Discussion lors du colloque « Nous sommes victimes comme objet de recherche, mais déconsidérés comme acteurs politiques », dit-elle. « Je ne suis pas là pour dialoguer, mais pour passer politiquement d’un point A à un point B. Et c’est très difficile d’articuler dans la pratique ce qui s’énonce à la faculté. »

Elle avoue redouter que l’intersectionnalité soit « l’incarnation d’une nouvelle morale », et se dit mal à l’aise avec « le prêcheur intersectionnel », qui « répondra toujours classe et genre quand on lui dit race ». Elle précise tenir au « clivage de race », car « il crée de la polémique ». « La grille d’analyse coloniale privilégie la race et permet de penser la globalité comme le refus de l’universalisme blanc », dit-elle. Traduction concrète dans la foulée : « Le pouvoir veut arracher les femmes à leur corps social d’origine pour les libérer, sous la colonisation comme aujourd’hui. »

À ses yeux, « l’intersectionnalité est un apolitisme », qui n’édicte « aucune hiérarchie, aucune priorité » et imposerait de « mener tous les combats à la fois ». Or, cela serait « impossible », car « la post-décolonisation s’appuie sur la répression, le contrôle et le racisme » et « la gauche n’étant plus hégémonique, les élites et les peuples se sont droitisés ». Dès lors, « pour pouvoir articuler classe, genre et race, il faudrait une adhésion globale à un projet progressiste. Or ce n’est pas le cas. Le racisme produit du conservatisme, l’islam qui progresse dans les banlieues est éminemment conservateur, et si le repli sur soi est globalement positif dans un contexte hostile, il ne se fait pas sans concessions ».

À la mi-journée, le débat va se crisper autour de la question de l’homophobie, prolongeant une correspondance publique véhémente entre le PIR et la revue intellectuelle de gauche critique Vacarme (lire ici et ici). Même s’il ne l’admet jamais aussi clairement, la lutte contre l’homophobie poserait problème au PIR. L’intéressée s’en défend, et ne s’en laisse pas non plus conter.

« On sous-estime la situation, on a créé la guerre des genres dans nos quartiers, dit Bouteldja. Il faut d’abord commencer par se réconcilier. Si on se veut pratique et pragmatique, il faut d’abord avancer là-dessus. » Et d’insister : « L’hyper-virilisation dans les quartiers n’est d’ailleurs pas sans lien avec l’héroïsme djihadiste perçu comme tel par certains.
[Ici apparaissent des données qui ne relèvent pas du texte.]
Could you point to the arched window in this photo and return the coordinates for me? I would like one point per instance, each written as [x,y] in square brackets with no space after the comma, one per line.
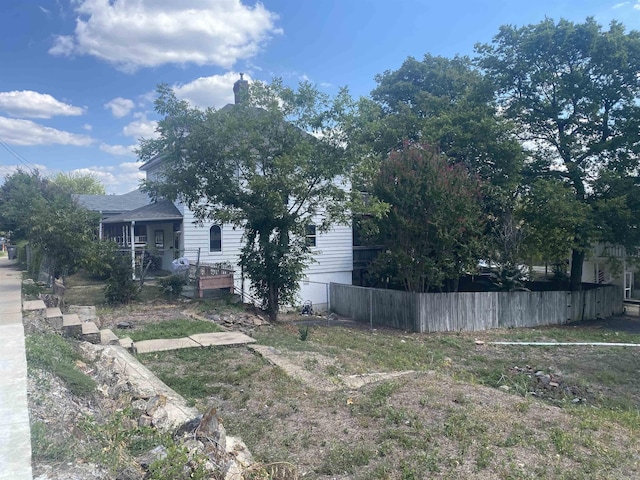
[215,239]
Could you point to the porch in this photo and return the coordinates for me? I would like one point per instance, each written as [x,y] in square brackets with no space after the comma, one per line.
[151,234]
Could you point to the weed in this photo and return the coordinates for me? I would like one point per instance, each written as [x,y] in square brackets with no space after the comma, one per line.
[303,332]
[179,464]
[562,441]
[47,447]
[171,286]
[32,291]
[310,363]
[54,354]
[484,457]
[342,458]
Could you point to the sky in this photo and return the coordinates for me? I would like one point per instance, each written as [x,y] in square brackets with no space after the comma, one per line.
[78,77]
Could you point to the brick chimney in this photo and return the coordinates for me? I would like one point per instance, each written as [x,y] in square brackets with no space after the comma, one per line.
[241,90]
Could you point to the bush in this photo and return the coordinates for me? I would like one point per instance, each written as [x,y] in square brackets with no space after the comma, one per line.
[121,288]
[171,286]
[100,258]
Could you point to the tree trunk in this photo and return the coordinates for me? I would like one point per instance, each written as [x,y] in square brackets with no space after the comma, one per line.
[577,260]
[272,307]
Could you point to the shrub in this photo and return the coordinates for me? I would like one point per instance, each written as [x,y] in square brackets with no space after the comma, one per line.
[171,286]
[121,288]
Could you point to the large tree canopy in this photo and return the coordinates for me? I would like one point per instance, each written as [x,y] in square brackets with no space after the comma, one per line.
[446,103]
[432,233]
[79,183]
[574,92]
[273,164]
[36,209]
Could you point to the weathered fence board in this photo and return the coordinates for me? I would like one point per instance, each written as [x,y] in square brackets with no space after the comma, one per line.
[473,311]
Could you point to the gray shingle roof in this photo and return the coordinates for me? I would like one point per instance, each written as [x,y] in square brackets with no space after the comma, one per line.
[114,204]
[160,210]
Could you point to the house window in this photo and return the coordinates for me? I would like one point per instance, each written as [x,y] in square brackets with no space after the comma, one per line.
[215,239]
[159,239]
[310,237]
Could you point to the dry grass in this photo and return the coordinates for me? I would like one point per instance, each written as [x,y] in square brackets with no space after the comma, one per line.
[444,421]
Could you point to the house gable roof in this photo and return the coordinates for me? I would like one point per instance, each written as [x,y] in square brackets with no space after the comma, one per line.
[113,204]
[160,210]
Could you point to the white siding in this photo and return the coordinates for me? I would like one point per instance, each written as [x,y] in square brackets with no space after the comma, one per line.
[333,254]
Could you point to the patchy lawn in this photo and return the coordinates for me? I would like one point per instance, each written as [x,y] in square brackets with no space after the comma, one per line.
[459,410]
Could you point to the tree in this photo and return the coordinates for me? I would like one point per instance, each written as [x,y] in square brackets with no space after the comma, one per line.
[446,103]
[38,210]
[22,195]
[573,90]
[79,183]
[433,230]
[271,165]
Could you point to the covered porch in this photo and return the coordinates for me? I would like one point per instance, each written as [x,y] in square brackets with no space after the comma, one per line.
[151,234]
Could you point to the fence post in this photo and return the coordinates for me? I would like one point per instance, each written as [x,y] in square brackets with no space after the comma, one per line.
[371,308]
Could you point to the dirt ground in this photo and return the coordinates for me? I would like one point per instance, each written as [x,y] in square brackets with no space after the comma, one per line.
[424,425]
[401,424]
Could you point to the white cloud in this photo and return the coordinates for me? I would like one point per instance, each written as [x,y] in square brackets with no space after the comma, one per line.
[120,107]
[149,33]
[25,132]
[30,104]
[215,91]
[141,128]
[125,150]
[116,179]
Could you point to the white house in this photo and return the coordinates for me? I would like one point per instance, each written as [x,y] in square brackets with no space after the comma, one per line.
[614,265]
[170,230]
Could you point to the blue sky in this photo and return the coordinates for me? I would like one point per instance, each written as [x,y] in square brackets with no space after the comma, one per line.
[77,77]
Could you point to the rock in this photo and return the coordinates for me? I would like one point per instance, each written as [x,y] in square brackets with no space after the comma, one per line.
[237,448]
[232,471]
[139,406]
[211,429]
[145,421]
[545,379]
[130,473]
[154,403]
[158,453]
[188,428]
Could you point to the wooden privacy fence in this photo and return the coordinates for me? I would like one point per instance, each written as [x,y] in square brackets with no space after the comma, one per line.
[472,311]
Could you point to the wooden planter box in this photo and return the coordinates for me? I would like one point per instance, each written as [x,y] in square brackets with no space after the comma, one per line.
[215,282]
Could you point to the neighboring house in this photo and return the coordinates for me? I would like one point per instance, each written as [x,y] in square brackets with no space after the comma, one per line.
[613,264]
[170,230]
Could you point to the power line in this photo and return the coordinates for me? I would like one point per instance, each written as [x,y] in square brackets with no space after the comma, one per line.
[17,156]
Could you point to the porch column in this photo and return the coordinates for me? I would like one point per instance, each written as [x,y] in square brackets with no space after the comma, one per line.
[133,249]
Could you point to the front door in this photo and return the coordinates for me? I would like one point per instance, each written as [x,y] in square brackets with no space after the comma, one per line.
[628,284]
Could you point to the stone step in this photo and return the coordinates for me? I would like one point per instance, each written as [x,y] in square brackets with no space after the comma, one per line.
[34,309]
[54,318]
[71,326]
[90,332]
[107,337]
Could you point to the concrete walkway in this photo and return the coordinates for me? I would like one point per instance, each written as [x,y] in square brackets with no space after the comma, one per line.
[15,435]
[197,340]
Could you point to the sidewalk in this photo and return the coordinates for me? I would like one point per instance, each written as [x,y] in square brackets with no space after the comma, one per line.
[15,436]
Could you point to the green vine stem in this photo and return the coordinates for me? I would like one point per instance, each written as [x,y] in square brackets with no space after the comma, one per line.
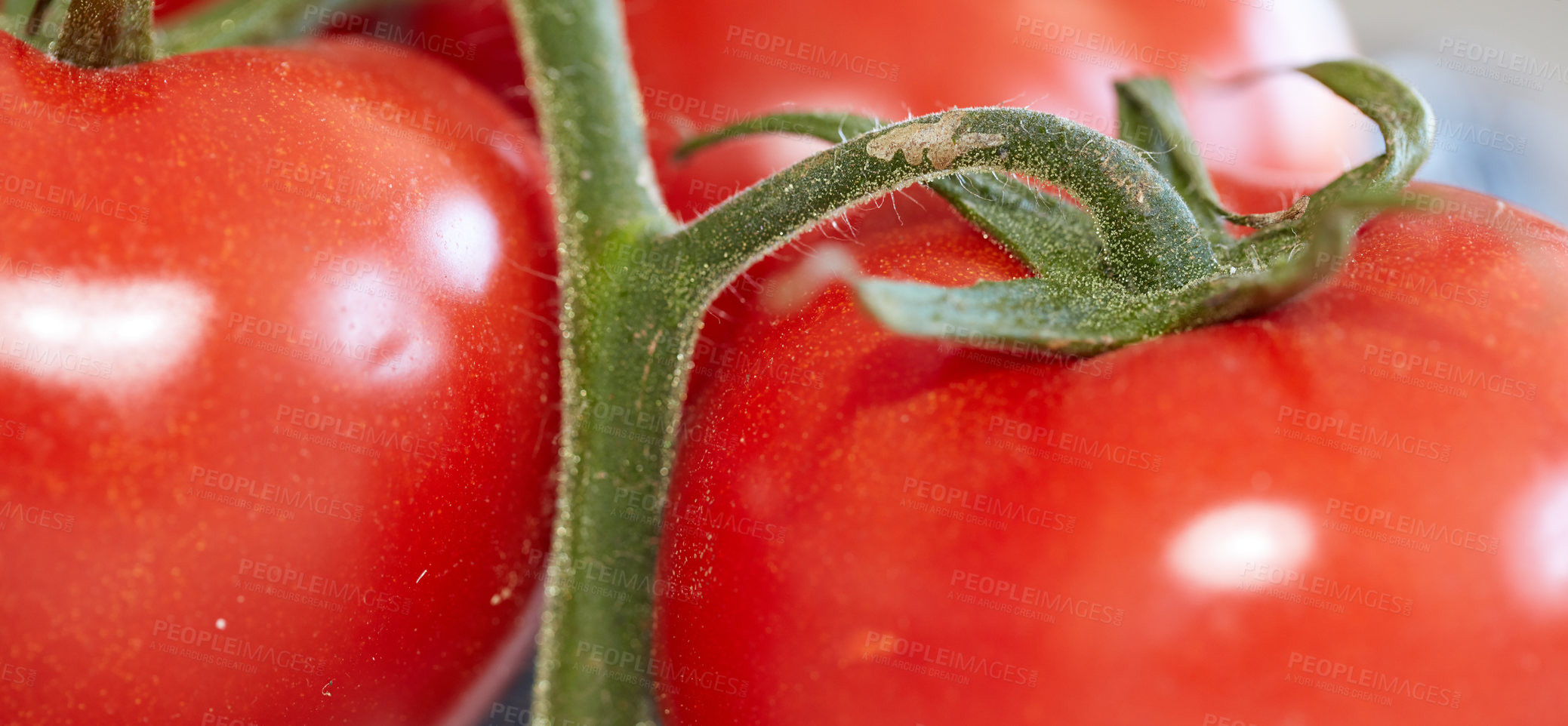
[629,330]
[106,33]
[248,23]
[623,372]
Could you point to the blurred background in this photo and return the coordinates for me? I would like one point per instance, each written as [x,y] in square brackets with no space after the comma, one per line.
[1496,74]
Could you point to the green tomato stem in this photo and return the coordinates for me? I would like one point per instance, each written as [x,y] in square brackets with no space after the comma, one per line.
[250,23]
[106,33]
[623,372]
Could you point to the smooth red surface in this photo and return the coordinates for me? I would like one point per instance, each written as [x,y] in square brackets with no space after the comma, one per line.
[276,366]
[707,63]
[876,529]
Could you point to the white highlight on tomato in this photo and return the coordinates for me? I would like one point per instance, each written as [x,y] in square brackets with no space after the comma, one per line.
[1539,555]
[1217,546]
[107,337]
[463,237]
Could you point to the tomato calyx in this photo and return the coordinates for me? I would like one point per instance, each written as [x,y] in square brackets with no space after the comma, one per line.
[106,33]
[1103,283]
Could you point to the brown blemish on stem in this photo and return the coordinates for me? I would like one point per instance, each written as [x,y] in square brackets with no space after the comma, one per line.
[935,142]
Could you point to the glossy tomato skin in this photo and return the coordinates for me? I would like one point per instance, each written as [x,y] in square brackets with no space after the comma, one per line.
[707,63]
[1349,510]
[276,375]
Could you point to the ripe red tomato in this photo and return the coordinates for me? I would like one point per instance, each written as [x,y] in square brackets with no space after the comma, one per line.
[278,365]
[1351,510]
[707,63]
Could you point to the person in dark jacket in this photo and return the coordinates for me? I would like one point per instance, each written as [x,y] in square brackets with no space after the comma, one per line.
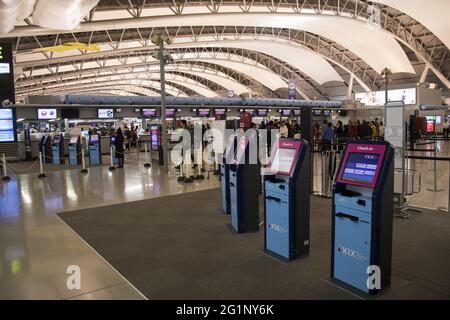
[118,143]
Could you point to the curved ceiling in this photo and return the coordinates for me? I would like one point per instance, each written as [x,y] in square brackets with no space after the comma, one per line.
[303,59]
[353,34]
[432,14]
[376,46]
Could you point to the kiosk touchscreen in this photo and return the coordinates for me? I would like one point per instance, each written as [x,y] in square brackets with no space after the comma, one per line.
[112,142]
[362,217]
[75,151]
[245,178]
[45,147]
[58,150]
[286,203]
[95,154]
[225,173]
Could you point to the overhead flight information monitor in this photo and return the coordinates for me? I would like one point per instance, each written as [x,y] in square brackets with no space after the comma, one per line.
[286,207]
[362,216]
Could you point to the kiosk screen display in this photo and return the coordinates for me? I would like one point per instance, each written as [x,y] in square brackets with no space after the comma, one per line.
[170,112]
[203,112]
[94,138]
[262,112]
[286,113]
[6,125]
[47,114]
[283,160]
[57,140]
[149,113]
[361,167]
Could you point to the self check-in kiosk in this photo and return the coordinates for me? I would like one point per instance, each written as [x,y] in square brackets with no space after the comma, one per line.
[245,175]
[112,140]
[45,147]
[75,151]
[362,217]
[58,150]
[225,173]
[286,203]
[95,154]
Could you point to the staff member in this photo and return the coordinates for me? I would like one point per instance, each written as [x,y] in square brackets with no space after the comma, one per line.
[118,143]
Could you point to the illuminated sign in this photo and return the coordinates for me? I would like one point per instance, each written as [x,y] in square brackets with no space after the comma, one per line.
[377,98]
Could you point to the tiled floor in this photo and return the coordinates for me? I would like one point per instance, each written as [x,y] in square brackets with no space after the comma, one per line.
[36,247]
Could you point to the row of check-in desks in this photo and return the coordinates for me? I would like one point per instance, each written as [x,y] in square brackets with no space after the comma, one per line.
[362,209]
[36,138]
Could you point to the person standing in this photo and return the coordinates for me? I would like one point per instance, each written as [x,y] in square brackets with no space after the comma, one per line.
[118,143]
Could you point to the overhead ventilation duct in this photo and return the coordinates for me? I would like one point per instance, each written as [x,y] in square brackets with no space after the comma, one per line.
[61,14]
[14,11]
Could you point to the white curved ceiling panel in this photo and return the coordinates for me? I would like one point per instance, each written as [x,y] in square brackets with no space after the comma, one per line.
[432,14]
[310,63]
[224,82]
[374,45]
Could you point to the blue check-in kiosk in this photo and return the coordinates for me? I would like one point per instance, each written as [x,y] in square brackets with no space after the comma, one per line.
[225,173]
[95,153]
[75,151]
[58,149]
[112,141]
[45,147]
[362,217]
[245,175]
[286,203]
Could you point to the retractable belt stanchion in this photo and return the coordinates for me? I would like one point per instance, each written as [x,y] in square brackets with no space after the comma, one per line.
[112,167]
[199,175]
[41,166]
[147,161]
[83,161]
[5,169]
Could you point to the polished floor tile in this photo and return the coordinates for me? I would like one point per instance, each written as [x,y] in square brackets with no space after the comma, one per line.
[36,247]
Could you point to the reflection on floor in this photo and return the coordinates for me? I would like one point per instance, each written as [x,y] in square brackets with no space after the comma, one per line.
[188,253]
[36,247]
[424,195]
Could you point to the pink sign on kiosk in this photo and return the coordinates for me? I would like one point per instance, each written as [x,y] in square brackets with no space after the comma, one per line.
[284,157]
[362,163]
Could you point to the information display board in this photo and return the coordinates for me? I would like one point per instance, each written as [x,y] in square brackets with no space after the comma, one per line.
[361,167]
[7,131]
[149,113]
[105,113]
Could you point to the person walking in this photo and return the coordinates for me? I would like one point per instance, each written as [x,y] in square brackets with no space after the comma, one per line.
[118,143]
L’urgence est de ramener l’homme vers la pacification. Le reste est bien ambitieux… » Pour bien se faire comprendre, elle précise : « En Europe, d’autres identités sont disponibles. Mais ce qui émerge durablement dans les quartiers populaires, c’est le racisme structurel. Donc, faute de temps et de forces, on se concentre là-dessus. On parle de ce qui fait le plus parler. »

Le blogueur Joaõ Gabriell, qui anime le site « Chronik de Nègre(s) Invertis », problématise le débat. « La question anti-patriarcale est-elle ennemie du combat décolonial ? », se demande-t-il. Avant de revenir sur « le refus de certains LGBT de participer à la marche de la dignité, au motif que certains parmi les marcheurs seraient sexistes ou homophobes ». « Mais cette question ne se pose jamais quand il s’agit de marcher le 1er Mai », souligne-t-il.

S’il remarque que « la “convergence des luttes” revient souvent à ce que les plus forts imposent leur lutte aux plus faibles », il appelle à ne pas se résigner pour autant. D’après lui, « s’il existe un usage majoritaire du marxisme qui secondarise les luttes décoloniales, ça ne doit pas invalider pour autant le marxisme ». Il se dit persuadé qu’« il est possible de penser une mobilisation plurielle ». Cela impliquerait une « remise en question par ceux qui élaborent la théorie de la lutte décoloniale sur la grande coupure avec les quartiers populaires, qui empêche l’émergence d’un mouvement de masse ». Mais il pense possible de « construire un espace pluriel, où les divergences stratégiques seraient possibles, et où la lutte décoloniale globale permettrait les engagements spécifiques de chacun en son sein ».